Risk is everywhere when you’re an entrepreneur; you encounter it at the very beginning of your journey when you’re debating over whether or not to set up your own business. This involves a lot more risk for some than others, yet it’s still a leap of faith – to step into the unknown without knowing with absolute certainty that your venture is going to succeed and make a healthy profit. Under the right circumstances, however, taking risks can reap great rewards; it was Mark Zuckerberg, the founder of Facebook, who famously said: “In a world that’s changing really quickly, the only strategy that is guaranteed to fail is not taking risks.”
What are the different types of business risk?

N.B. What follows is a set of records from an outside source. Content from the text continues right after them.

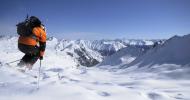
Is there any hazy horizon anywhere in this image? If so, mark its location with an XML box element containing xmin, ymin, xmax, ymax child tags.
<box><xmin>0</xmin><ymin>0</ymin><xmax>190</xmax><ymax>40</ymax></box>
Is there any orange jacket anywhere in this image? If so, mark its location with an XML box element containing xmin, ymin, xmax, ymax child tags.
<box><xmin>18</xmin><ymin>27</ymin><xmax>46</xmax><ymax>56</ymax></box>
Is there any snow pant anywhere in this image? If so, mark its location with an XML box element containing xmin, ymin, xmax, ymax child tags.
<box><xmin>18</xmin><ymin>43</ymin><xmax>40</xmax><ymax>65</ymax></box>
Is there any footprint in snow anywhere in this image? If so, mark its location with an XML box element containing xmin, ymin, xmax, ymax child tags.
<box><xmin>98</xmin><ymin>91</ymin><xmax>111</xmax><ymax>97</ymax></box>
<box><xmin>148</xmin><ymin>92</ymin><xmax>162</xmax><ymax>100</ymax></box>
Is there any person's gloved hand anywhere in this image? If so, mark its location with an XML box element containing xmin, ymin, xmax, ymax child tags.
<box><xmin>40</xmin><ymin>56</ymin><xmax>43</xmax><ymax>60</ymax></box>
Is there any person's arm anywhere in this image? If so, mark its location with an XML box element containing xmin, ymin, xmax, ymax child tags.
<box><xmin>39</xmin><ymin>29</ymin><xmax>46</xmax><ymax>59</ymax></box>
<box><xmin>33</xmin><ymin>28</ymin><xmax>46</xmax><ymax>59</ymax></box>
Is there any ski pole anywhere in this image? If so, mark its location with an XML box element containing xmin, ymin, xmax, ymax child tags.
<box><xmin>5</xmin><ymin>59</ymin><xmax>21</xmax><ymax>64</ymax></box>
<box><xmin>37</xmin><ymin>60</ymin><xmax>42</xmax><ymax>89</ymax></box>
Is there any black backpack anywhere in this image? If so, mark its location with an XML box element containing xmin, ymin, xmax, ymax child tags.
<box><xmin>16</xmin><ymin>15</ymin><xmax>41</xmax><ymax>37</ymax></box>
<box><xmin>16</xmin><ymin>16</ymin><xmax>33</xmax><ymax>37</ymax></box>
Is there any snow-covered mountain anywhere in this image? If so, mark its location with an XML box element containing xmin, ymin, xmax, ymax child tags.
<box><xmin>98</xmin><ymin>45</ymin><xmax>152</xmax><ymax>67</ymax></box>
<box><xmin>128</xmin><ymin>34</ymin><xmax>190</xmax><ymax>67</ymax></box>
<box><xmin>48</xmin><ymin>37</ymin><xmax>158</xmax><ymax>67</ymax></box>
<box><xmin>0</xmin><ymin>35</ymin><xmax>190</xmax><ymax>100</ymax></box>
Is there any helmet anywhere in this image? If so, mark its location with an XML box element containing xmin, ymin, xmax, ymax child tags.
<box><xmin>29</xmin><ymin>16</ymin><xmax>42</xmax><ymax>27</ymax></box>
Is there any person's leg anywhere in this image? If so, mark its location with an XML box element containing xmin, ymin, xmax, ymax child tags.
<box><xmin>18</xmin><ymin>44</ymin><xmax>39</xmax><ymax>69</ymax></box>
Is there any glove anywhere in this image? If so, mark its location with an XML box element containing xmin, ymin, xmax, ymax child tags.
<box><xmin>40</xmin><ymin>56</ymin><xmax>43</xmax><ymax>60</ymax></box>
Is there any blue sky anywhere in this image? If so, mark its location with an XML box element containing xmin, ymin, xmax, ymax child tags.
<box><xmin>0</xmin><ymin>0</ymin><xmax>190</xmax><ymax>39</ymax></box>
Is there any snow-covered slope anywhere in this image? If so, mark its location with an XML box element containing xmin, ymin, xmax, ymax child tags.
<box><xmin>0</xmin><ymin>34</ymin><xmax>190</xmax><ymax>100</ymax></box>
<box><xmin>98</xmin><ymin>45</ymin><xmax>150</xmax><ymax>66</ymax></box>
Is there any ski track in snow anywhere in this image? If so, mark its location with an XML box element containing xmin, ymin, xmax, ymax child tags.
<box><xmin>0</xmin><ymin>66</ymin><xmax>190</xmax><ymax>100</ymax></box>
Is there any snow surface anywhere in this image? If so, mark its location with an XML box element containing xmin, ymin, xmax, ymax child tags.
<box><xmin>0</xmin><ymin>36</ymin><xmax>190</xmax><ymax>100</ymax></box>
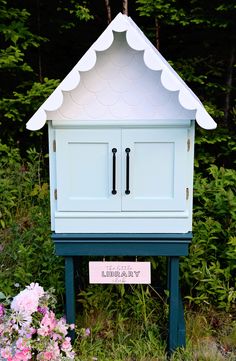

Setting up your own business is just the first hurdle, after that there are many more risks that you will encounter and have to make a decision on.
Business risk, according to Investopedia, is the “possibility that a company will have lower than anticipated profits or experience a loss rather than taking a profit”. Here are some of the common risks that companies face:
- Strategic risk – for example, new competitors coming on to the market, merger and acquisition activity and industry changes.
- Compliance risk – for example, changes in the law. You may also need to comply with new rules and regulations if you decide to export.
- Operational risk – risks that occur within your own business, for example a machinery failure, server outage or theft or fraud.
- Financial risk – for example, non-payment by a customer which could lead to a written-off debt. Poor planning of financial projections and fluctuating foreign currency exchange rates can also contribute to financial risk.
- Reputational risk – anything that can ruin your brand’s image, for example a product recall, court case or negative story in the press.
It’s important to stress that not all of these are within your control; you can’t stop new legislation from coming into force, or new competitors from entering the market. However, you can have a plan in place on how you’re going to deal with these unexpected events before they happen. We’ll come on to that next.
Why is risk management so important?
Let’s look at an example. A negative story about your business has just leaked to the press – you have two choices: you can ignore the article and hope that no-one takes notice or you can address the situation through effective crisis communication management. This may include providing the media with a quote, so that your side of the story is heard.
If the article is particularly unfavourable – and you don’t do anything about it – it may end up causing harm to your brand’s reputation. First you’ll notice a level of distrust among your customers, some of them might stop buying from you or using your services all together, and prospective customers will be put off from the get go. This drop in sales will eventually affect your cash flow, and cash flow issues are one of the main reasons why businesses fail. An extreme example perhaps, but not unrealistic.
This is where risk management comes in – it’s far easier to identify potential problems and to come up with viable solutions for them, should they ever happen. Here are four areas which make up an effective risk management strategy:
- Identify – look at every aspect of your business and write down any possible risks. It may be good to start with the risk types covered earlier in this article: strategic, compliance, operational, financial and reputational.
- Review – every couple of months you should review the risks you identified in step one – how likely is it that they will happen now? Some may not be relevant anymore and there may be new risks that you can add to the list.
- Plan – work out how you are going to mitigate or handle each risk, should it present itself. In the example above, it may be that you could monitor the news more frequently, or decide on who will be the dedicated spokesperson for your company.
- React – put measures in place, where necessary. It may be that you can combat late payment by adding your bank details to your invoices, for ease of the customer.
What about financial risk management in specific?
Last year, we asked members of the Company Check Community to tell us about their experience of financial risk and how they manage it day-to-day in their businesses. What we found was quite surprising – 68% of respondents have had to deal with late payments and 53% have had to write off bad debts in the past. What’s more, 63% of businesses said they do not insure themselves against financial risk.
The Federation of Small Businesses (FSB) also conducted its own research into the matter and found that one in four SMEs go bankrupt if the average sum outstanding grows to £50,000 (the average sum outstanding in 2015 was £31,901).
One way to mitigate your chances of developing cash flow issues is to monitor the finances of the companies you do business with, which is where Company Check comes in. So what should you be looking at when you download a Company Check business report?
- Years trading – check out how many years the company’s been trading for – it’s not the be all and end all but it’s good indication.
- Compare assets to liabilities – if the latter is higher that the former for one year or more, that could indicate that there are large bank loans outstanding, high wage costs or mismanagement.
- Check out the business’ directors – are they easy to find, and do any of them have closed or resigned directorships, or have they been involved in businesses which have since dissolved? This can happen for many different reasons (administration, wind up orders or voluntary liquidation) but it’s important to know.